Tête was originally included in a sale of forty-two works by Joan Miró held at Sotheby's Madrid in 1986. The sale comprised works from Dona Pilar Miró-Juncosa's collection (the artist's widow), which were sold to fund the building of the Miró Foundation in Barcelona.

For Miró, women, birds, stars, the moon, the sun, the night sky and dusk formed a distinctive, poetic language. He first introduced the motif of a woman with a bird in his representational paintings of 1917, but it was only after he completed his celebrated Constellations series in 1941, that this theme became the primary subject of numerous works. With reference to the imagery embedded in his works, Miró made the following comment: "It might be a dog, a woman, or whatever. I don't really care. Of course, while I am painting, I see a woman or a bird in my mind, indeed, very tangibly a woman or a bird. Afterward, it's up to you" (Joan Miró and Georges Raillard, Ceci est la couleur de mes rêves, Paris, 1977, p. 128).

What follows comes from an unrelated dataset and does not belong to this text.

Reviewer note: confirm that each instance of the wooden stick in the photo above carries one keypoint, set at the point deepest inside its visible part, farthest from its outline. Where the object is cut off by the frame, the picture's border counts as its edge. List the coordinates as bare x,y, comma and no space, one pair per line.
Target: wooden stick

Tête exemplifies Miró’s continued confidence in the potential of his line while simultaneously espousing his later experimentations with other expressive forms of mark-making. The work sits at the intersection of control and spontaneity, where experimental and emotive flecks of pure white paint and pastel embrace the linear figures. These drippings of white paint pierce through their hazy, brown background, evocative of the stars against the night sky – another of the artist’s favored motifs.